In the book, Keel linked sightings of the Mothman with the 1967 collapse of the Point Pleasant Bridge – more often called the Silver Bridge—during rush hour traffic, a disaster which cost the lives of some 46 people. Ostensibly a nonfiction book detailing Keel’s own investigations into the Mothman, the bridge collapse, and other phenomena, a fictionalized version of the book was made into the 2002 movie of the same name starring Richard Gere.

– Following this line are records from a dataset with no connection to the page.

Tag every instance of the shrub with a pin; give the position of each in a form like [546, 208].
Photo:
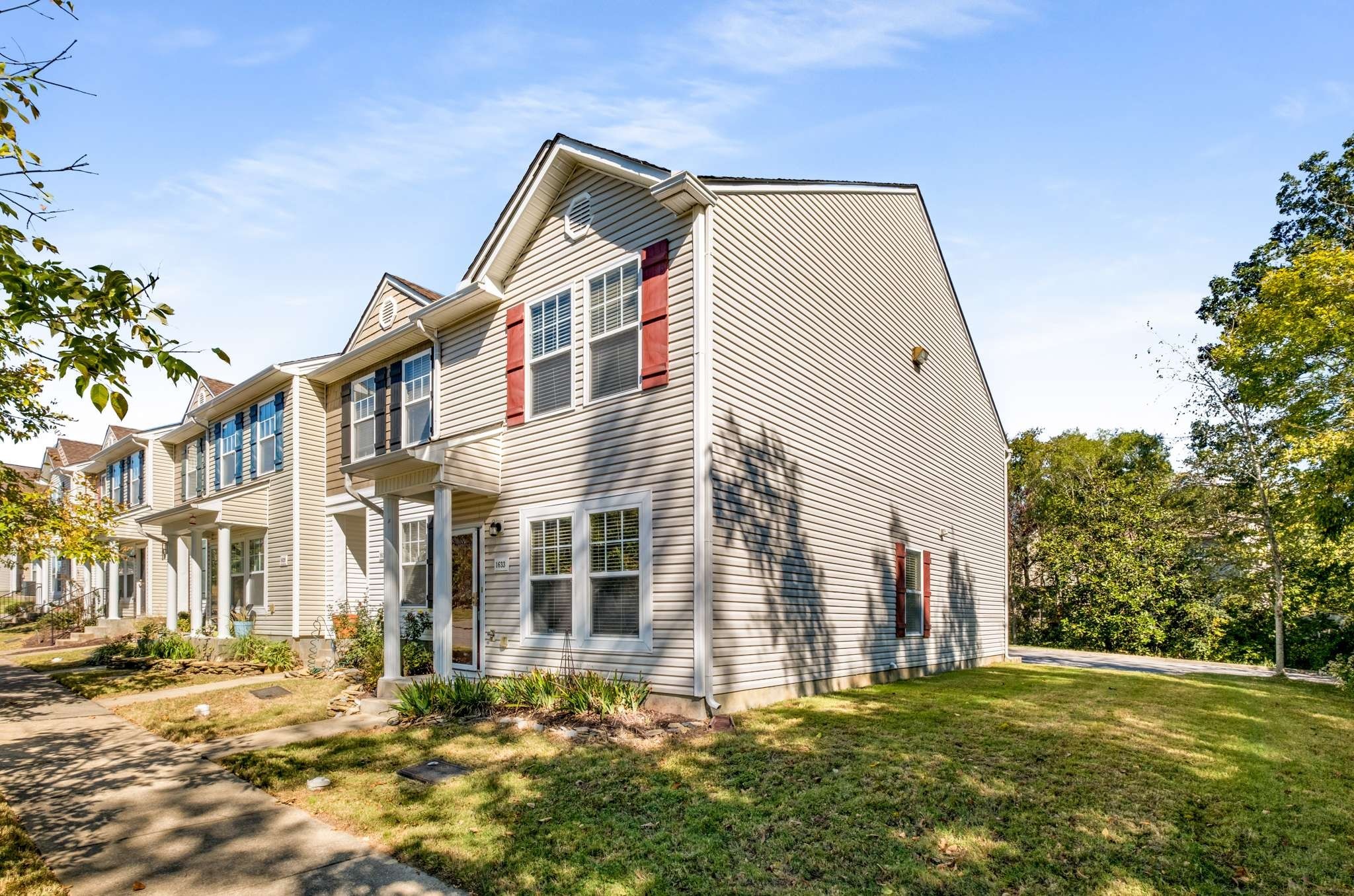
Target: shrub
[1342, 669]
[446, 697]
[252, 649]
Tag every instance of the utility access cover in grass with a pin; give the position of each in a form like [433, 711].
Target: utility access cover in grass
[271, 692]
[432, 772]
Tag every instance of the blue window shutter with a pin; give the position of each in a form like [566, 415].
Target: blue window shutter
[276, 423]
[240, 455]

Following the 2002 film, the Mothman’s popularity continued to grow online—along with numerous other cryptids—leading to the figure’s appearance in countless internet memes. That same year, Point Pleasant held its first annual Mothman Festival, which takes place on the third weekend in September. Conceived as a way to help attract visitors to Point Pleasant and celebrate the town’s heritage, the Mothman Festival was commemorated in 2003 by the addition of a 12-foot metallic statue by sculptor Bob Roach, and by the opening of the Mothman Museum and Research Center in 2005.
What is the Mothman?
“It wasn’t like anything you’d see on TV or in a monster movie,” Steve Mallette said, attempting to describe what he and the others had seen that November night. “It was a bird… or something. It definitely wasn’t a flying saucer.”
They didn’t know what it was, and no one else does either, yet hundreds of people have reported spotting the Mothman since. Some claim that it is somehow related to UFOs, or that the Mothman itself is a visiting alien. Some believe that it is an escaped government project or a rare natural creature heretofore unknown to science. Others, however, suggest an even more prosaic explanation.

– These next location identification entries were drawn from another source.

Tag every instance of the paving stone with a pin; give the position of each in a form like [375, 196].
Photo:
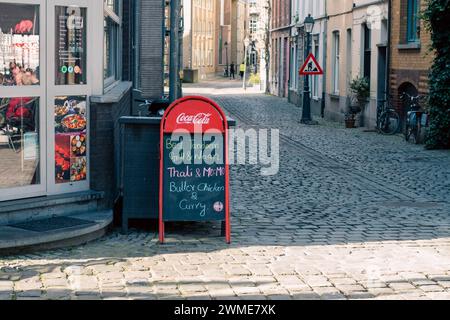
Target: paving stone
[346, 215]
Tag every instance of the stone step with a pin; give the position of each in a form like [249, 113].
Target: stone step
[55, 232]
[16, 211]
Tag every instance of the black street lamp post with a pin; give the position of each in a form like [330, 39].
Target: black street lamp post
[306, 110]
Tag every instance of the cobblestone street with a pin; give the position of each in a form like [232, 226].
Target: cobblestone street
[350, 215]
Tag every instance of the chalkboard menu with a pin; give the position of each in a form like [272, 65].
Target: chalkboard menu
[193, 192]
[194, 163]
[70, 37]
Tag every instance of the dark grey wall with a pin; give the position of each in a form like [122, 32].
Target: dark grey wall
[104, 145]
[151, 48]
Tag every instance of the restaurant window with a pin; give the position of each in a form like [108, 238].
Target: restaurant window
[19, 44]
[412, 30]
[112, 45]
[19, 141]
[367, 52]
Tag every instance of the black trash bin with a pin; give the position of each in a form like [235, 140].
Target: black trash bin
[139, 167]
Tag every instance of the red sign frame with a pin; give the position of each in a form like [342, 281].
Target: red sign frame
[185, 113]
[306, 73]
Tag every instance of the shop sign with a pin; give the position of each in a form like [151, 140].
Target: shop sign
[194, 173]
[310, 67]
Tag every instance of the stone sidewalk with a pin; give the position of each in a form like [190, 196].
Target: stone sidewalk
[350, 215]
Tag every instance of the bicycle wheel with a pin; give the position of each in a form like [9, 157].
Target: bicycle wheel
[389, 122]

One of the most popular naturalistic hypotheses is that witnesses were instead seeing a sandhill crane which had strayed beyond its normal migration pattern. Sandhill cranes are large birds, standing upwards of four feet in height with a wingspan of around six feet. Adult sandhill cranes also have distinctive reddish markings around their eyes, which could potentially account for the “glowing eyes” reported in some Mothman encounters.
Other skeptics propose alternative theories, ranging from hoaxes—in one case, construction workers were reported to have tied flashlights to a helium-filled balloon—to sightings of barred owls, which can also grow quite large and whose reflective eyes can produce a “red-eye effect” when light is shined directly on them.
Fact or fiction, however, one thing is for sure—the Mothman is beloved, and not just by the residents of Point Pleasant. In recent years, Mothman fever has spread throughout the internet, helped along by a growing interest in similar cryptids overall, and today you can get all sorts of products emblazoned with the Mothman’s glowing-eyed visage, from t-shirts to plush toys and enamel pins to action figures.
While we may never know the truth behind the legend, the legend itself lives on. “I wish we had never seen it,” Linda Scarberry said after her 1966 encounter with the creature. “I wish someone else had seen it.” Since then, countless additional people have claimed to have spotted similar things and there’s no denying that countless more wish they had.